There’s a brand new AI mannequin household on the block, and it’s one of many few that may be reproduced from scratch.
On Tuesday, Ai2, the nonprofit AI analysis group based by the late Paul Allen, launched OLMo 2, the second household of fashions in its OLMo sequence. (OLMo’s brief for “Open Language Model.”) Whereas there’s no scarcity of “open” language fashions to select from (see: Meta’s Llama), OLMo 2 meets the Open Supply Initiative’s definition of open supply AI, which means the instruments and knowledge used to develop it are publicly out there.
The Open Supply Initiative, the long-running establishment aiming to outline and “steward” all issues open supply, finalized its open supply AI definition in October. However the first OLMo fashions, launched in February, met the criterion as properly.
“OLMo 2 [was] developed start-to-finish with open and accessible training data, open-source training code, reproducible training recipes, transparent evaluations, intermediate checkpoints, and more,” AI2 wrote in a weblog publish. “By openly sharing our data, recipes, and findings, we hope to provide the open-source community with the resources needed to discover new and innovative approaches.”
There’s two fashions within the OLMo 2 household: one with 7 billion parameters (OLMo 7B) and one with 13 billion parameters (OLMo 13B). Parameters roughly correspond to a mannequin’s problem-solving abilities, and fashions with extra parameters typically carry out higher than these with fewer parameters.
Like most language fashions, OLMo 2 7B and 13B can carry out a spread of text-based duties, like answering questions, summarizing paperwork, and writing code.
To coach the fashions, Ai2 used a knowledge set of 5 trillion tokens. Tokens signify bits of uncooked knowledge; 1 million tokens is the same as about 750,000 phrases.
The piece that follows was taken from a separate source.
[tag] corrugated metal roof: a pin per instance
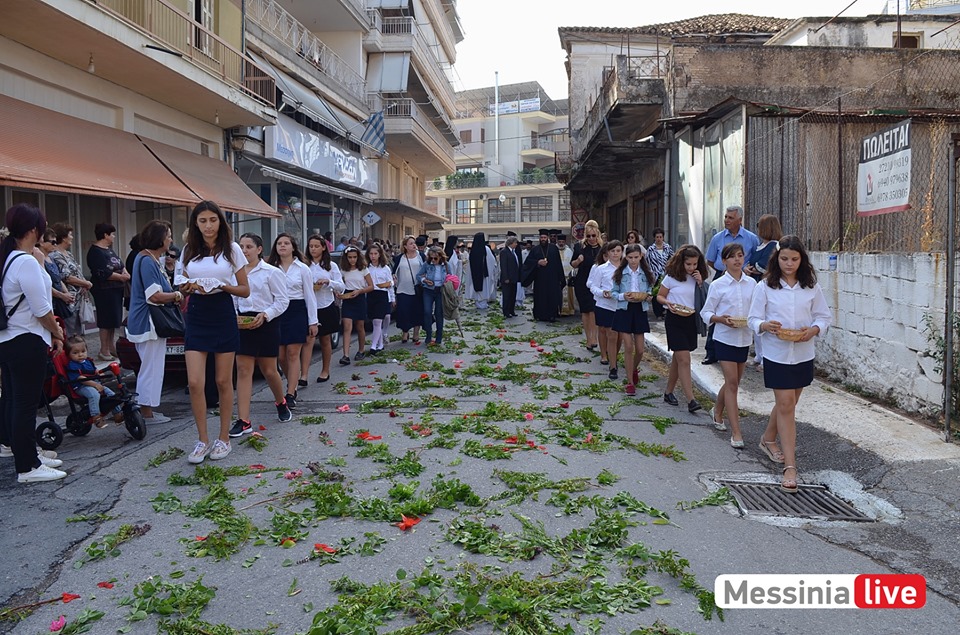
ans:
(714, 24)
The coaching set included web sites “filtered for high quality,” educational papers, Q&A dialogue boards, and math workbooks “both synthetic and human generated.”
Ai2 claims the result’s fashions which can be aggressive, performance-wise, with open fashions like Meta’s Llama 3.1 launch.
“Not only do we observe a dramatic improvement in performance across all tasks compared to our earlier OLMo model but, notably, OLMo 2 7B outperforms LLama 3.1 8B,” Ai2 writes. “OLMo 2 [represents] the best fully-open language models to date.”
The OLMo 2 fashions and all of their elements could be downloaded from Ai2’s web site. They’re underneath Apache 2.0 license, which means they can be utilized commercially.
There’s been some debate not too long ago over the security of open fashions, what with Llama fashions reportedly being utilized by Chinese language researchers to develop protection instruments. After I requested Ai2 engineer Dirk Groeneveld in February whether or not he was involved about OLMo being abused, he informed me that he believes the advantages finally outweigh the harms.
“Yes, it’s possible open models may be used inappropriately or for unintended purposes,” he stated. “[However, this] approach also promotes technical advancements that lead to more ethical models; is a prerequisite for verification and reproducibility, as these can only be achieved with access to the full stack; and reduces a growing concentration of power, creating more equitable access.”